The first Europe-bound consignment of what may become a $23 million export order left Dunedin for Hamburg from Australian-owned Dunedin foundry Newlcast.
During the next two months, seven containers would deliver about 725 motor brackets for rail bogeys, each weighing 280kg, to Hamburg for distribution to a European rail contract, Newlcast director Ian Rissman said.
The seven containers represented 25% of the potential contract and Newlcast would know in about a month if it had secured the entire $23 million contract - comprising 2900 engine brackets weighing a total 1200 tonnes, he said.
A year ago, Farra Engineering sold its decades-old Farra Casting division to specialist Australian business AustCast, of Brisbane, for an undisclosed sum.
Since then, foundry staffing had increased 100% from 20 to 40 employees.
About $500,000 in capital had been invested in the past year, with the same level of investment earmarked for the next three years.
Tonnage turnover was up from 350 tonnes per year to 1000 tonnes and financial turnover this year was expected to be about $12 million, Mr Rissman said.
In Brisbane, parent company AustCast, which was double the size of the Dunedin operations, concentrated on supplying 50/50 the mining/resource and rail sectors while, in New Zealand, Newlcast's output was 40% for the Australian mining sector, 40% for European trade and the 20% balance was the domestic casting market.
"Forward orders are looking very good and the books full for some time yet," Mr Rissman said.
However, the past year had not been easy for Newlcast, as weeks of advertising for tradesmen elicited no response at times and scrap metal prices skyrocketed from $450 per tonne to $900 per tonne.

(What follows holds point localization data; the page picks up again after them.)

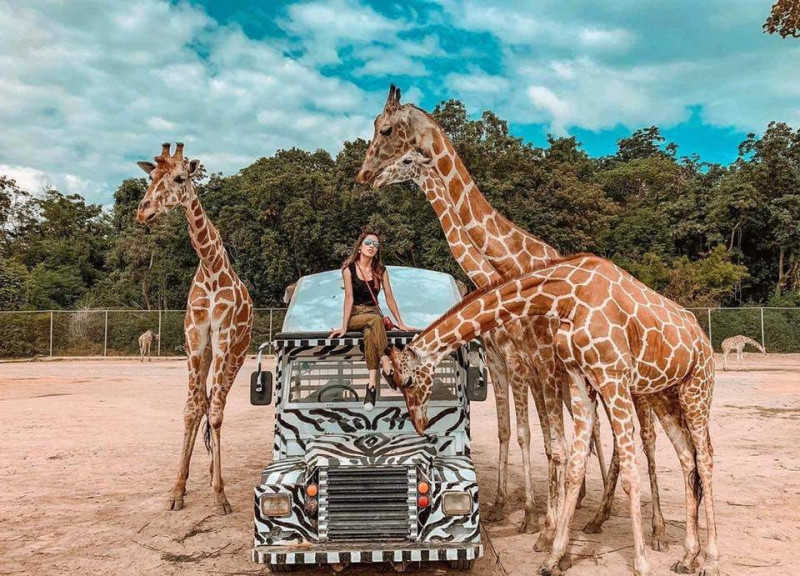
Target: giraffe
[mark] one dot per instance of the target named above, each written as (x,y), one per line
(219,315)
(737,343)
(542,362)
(145,341)
(510,251)
(619,337)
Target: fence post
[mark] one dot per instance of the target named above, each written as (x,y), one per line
(270,331)
(159,333)
(709,330)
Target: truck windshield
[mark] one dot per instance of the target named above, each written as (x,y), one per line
(345,380)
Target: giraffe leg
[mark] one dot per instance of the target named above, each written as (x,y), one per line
(648,433)
(199,362)
(226,365)
(618,394)
(595,525)
(583,415)
(695,398)
(551,391)
(667,407)
(518,382)
(496,365)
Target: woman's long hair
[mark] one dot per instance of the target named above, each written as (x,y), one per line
(377,266)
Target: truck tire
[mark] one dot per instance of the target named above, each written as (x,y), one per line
(461,565)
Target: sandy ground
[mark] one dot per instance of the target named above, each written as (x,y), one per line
(90,449)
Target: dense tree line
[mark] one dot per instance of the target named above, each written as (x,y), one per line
(704,234)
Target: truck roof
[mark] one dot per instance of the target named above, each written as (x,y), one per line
(422,296)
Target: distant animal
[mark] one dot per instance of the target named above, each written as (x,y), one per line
(145,341)
(737,343)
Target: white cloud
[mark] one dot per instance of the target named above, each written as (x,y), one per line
(87,88)
(323,27)
(639,64)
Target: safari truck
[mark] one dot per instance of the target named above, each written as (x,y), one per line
(350,486)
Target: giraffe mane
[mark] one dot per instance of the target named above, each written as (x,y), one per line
(472,296)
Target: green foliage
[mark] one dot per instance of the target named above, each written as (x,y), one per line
(706,235)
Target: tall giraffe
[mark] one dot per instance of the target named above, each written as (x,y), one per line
(219,314)
(510,251)
(513,356)
(621,338)
(541,361)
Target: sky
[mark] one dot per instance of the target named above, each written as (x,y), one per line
(88,87)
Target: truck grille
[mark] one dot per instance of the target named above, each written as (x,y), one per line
(368,503)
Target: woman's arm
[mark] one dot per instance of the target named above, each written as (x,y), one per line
(348,304)
(387,286)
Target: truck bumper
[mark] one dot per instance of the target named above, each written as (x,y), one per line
(362,552)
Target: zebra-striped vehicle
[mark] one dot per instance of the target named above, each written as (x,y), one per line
(346,485)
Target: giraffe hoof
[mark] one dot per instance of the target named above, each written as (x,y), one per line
(709,569)
(495,513)
(543,543)
(659,543)
(223,509)
(593,527)
(679,568)
(529,524)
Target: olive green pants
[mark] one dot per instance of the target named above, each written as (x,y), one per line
(369,320)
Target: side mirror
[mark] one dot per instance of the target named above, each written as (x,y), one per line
(261,388)
(476,384)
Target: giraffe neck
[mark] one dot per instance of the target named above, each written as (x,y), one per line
(471,261)
(205,237)
(509,249)
(530,295)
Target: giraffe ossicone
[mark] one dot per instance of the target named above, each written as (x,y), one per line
(219,314)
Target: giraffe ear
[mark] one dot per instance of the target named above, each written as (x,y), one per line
(393,100)
(425,158)
(146,166)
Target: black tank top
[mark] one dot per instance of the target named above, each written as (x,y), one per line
(360,291)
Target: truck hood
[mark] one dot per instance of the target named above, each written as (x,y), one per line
(371,450)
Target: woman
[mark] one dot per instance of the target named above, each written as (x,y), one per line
(363,273)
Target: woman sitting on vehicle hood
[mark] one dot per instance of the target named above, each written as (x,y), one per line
(363,275)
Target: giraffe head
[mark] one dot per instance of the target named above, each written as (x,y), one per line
(414,165)
(170,183)
(398,129)
(413,375)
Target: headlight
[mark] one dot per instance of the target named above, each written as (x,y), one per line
(457,503)
(275,505)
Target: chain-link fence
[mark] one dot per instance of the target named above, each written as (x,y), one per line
(116,332)
(108,332)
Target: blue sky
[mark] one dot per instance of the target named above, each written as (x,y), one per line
(88,87)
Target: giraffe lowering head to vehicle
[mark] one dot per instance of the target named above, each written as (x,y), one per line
(409,145)
(737,344)
(145,341)
(219,314)
(621,338)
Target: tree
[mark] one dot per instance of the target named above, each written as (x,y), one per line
(784,19)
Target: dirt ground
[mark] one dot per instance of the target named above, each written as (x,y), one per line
(90,449)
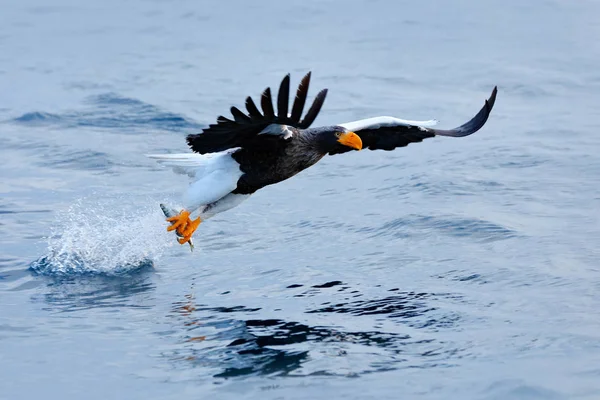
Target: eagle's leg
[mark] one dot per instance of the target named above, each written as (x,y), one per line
(189,230)
(184,226)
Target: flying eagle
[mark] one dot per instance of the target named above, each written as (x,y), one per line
(235,157)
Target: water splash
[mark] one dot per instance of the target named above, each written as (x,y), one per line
(106,238)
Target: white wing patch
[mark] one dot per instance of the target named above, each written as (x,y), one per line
(277,129)
(214,175)
(378,122)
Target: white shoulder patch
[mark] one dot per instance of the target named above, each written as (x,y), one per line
(378,122)
(278,129)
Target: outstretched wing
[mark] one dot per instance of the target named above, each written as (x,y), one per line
(245,130)
(387,133)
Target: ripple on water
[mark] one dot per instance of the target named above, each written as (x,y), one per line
(111,110)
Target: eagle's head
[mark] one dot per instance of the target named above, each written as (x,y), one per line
(337,139)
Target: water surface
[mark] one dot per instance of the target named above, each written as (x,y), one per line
(450,269)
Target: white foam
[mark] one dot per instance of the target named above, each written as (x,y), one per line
(105,237)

In order to fill the present 25% of the entire order, the foundry was working 21 hours per day and eight hours on a Saturday, with at least six tradesmen from Farra computer-machining the 280kg blocks.
Each of the castings took about eight hours to machine completely.
Newlcast general manager Dean Taig, who moved to Dunedin from Brisbane with his family a year ago, said the casting for the European rail contract was the most demanding and technically difficult order in the foundry, alongside other rail and mining work.
"It [the engine bracket casting] is a very complex part because of the high fatigue [stresses] on it," Mr Taig said.
A year ago, Farra chief executive John Whitaker said foundry work was becoming technically more difficult and the foundry required further specialist technical management in order to grow.
Mr Rissman said the Australian company came to Dunedin because of its trades, port, rail and support infrastructure and the former Farra casting division had the capacity to expand.